リレー小説という存在も、それが全国で一般的に行われていることも本作を読んで初めて知ったのですが、これをテーマにする着眼点に感心した。
小説執筆という孤独な作業と青春は一見正反対に思えるが、「リレー小説」とするだけで、これほど青春ど真ん中として描けるとは。
しかも、それを児童書でやってるんだからすごい。
物語終盤にある学校対抗戦は、さながらスポ根漫画の団体戦のようで、読んでて純粋にテンションが上がった。
各メンバーの特徴を活かしたり、強豪校を打ち破るための秘策を考えたり、文芸部(厳密にはリレー小説部)とは思えない熱さがある。
各キャラクターの魅力もしっかり描かれていて、文字数的にももっと他の展開を読んでみたくなる。
特に、小説を書く側の人は「こんな青春最高じゃん……」と心の底から羨ましく感じると同時に、より感情移入できると思うのでおすすめです!
物語の舞台は小学校。個性的な仲間が集まって、リレー小説を書くことになりました。
本好き。おしゃべり好き。サッカー少年。病弱な子。謎めいた子。
性格が文章に表れて、それぞれの子が書いた作品はどれも特徴的。そこには技巧的なものよりも、個性が光ります。

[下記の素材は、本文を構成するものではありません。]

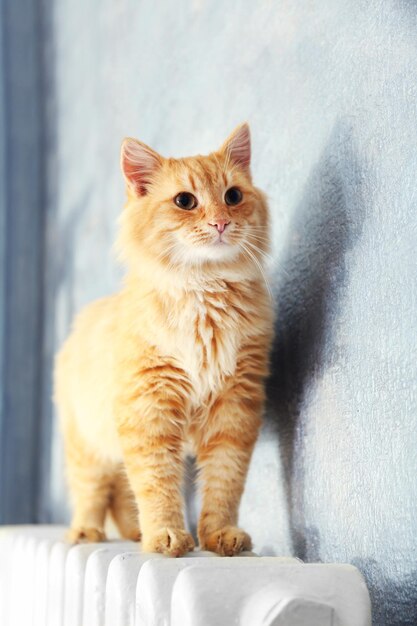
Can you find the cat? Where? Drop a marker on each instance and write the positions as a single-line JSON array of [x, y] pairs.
[[177, 358]]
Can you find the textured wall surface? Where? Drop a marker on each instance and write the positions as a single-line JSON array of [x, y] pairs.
[[329, 88]]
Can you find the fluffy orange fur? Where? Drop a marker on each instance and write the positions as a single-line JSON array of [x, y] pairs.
[[175, 362]]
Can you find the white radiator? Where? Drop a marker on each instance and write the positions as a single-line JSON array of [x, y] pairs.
[[46, 582]]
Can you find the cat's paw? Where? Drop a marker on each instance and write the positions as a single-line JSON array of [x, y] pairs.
[[227, 541], [169, 541], [132, 535], [83, 534]]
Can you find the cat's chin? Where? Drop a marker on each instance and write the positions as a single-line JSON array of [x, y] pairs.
[[217, 252]]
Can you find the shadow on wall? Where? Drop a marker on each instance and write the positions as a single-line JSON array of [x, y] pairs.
[[386, 593], [326, 224]]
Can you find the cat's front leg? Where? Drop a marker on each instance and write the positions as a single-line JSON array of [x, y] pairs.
[[151, 414], [224, 452]]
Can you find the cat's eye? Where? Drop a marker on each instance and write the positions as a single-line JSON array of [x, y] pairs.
[[233, 196], [186, 200]]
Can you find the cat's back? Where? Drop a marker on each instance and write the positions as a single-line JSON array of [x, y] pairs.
[[84, 366]]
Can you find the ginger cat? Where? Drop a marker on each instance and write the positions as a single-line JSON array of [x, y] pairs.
[[178, 357]]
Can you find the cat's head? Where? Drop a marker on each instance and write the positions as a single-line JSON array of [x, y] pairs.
[[195, 211]]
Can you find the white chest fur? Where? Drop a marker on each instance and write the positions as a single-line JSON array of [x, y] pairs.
[[207, 337]]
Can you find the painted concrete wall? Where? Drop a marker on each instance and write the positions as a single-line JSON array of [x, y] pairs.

楽しいという気持ちで始めた創作。けれど小説家を目指すなら、他人の評価がついてきます。
主人公ユメちゃんも不本意ながら、評価のある世界に巻き込まれていきます。
学校には様々な部活がありますが、文芸部のイメージは決して明るくはないと思います。文芸部と青春は結びつかないかもしれません。
でもこの作品は、青春そのもの。
リレー小説そのものが面白いですし、四人組で物語を作っていく楽しさにあふれています。個性が組み合わさってひとつの物語が完成することに感動すら覚えます。
大人が読んでも楽しい作品です。ハラハラワクワク、そして小説のことも勉強になる素敵な作品です。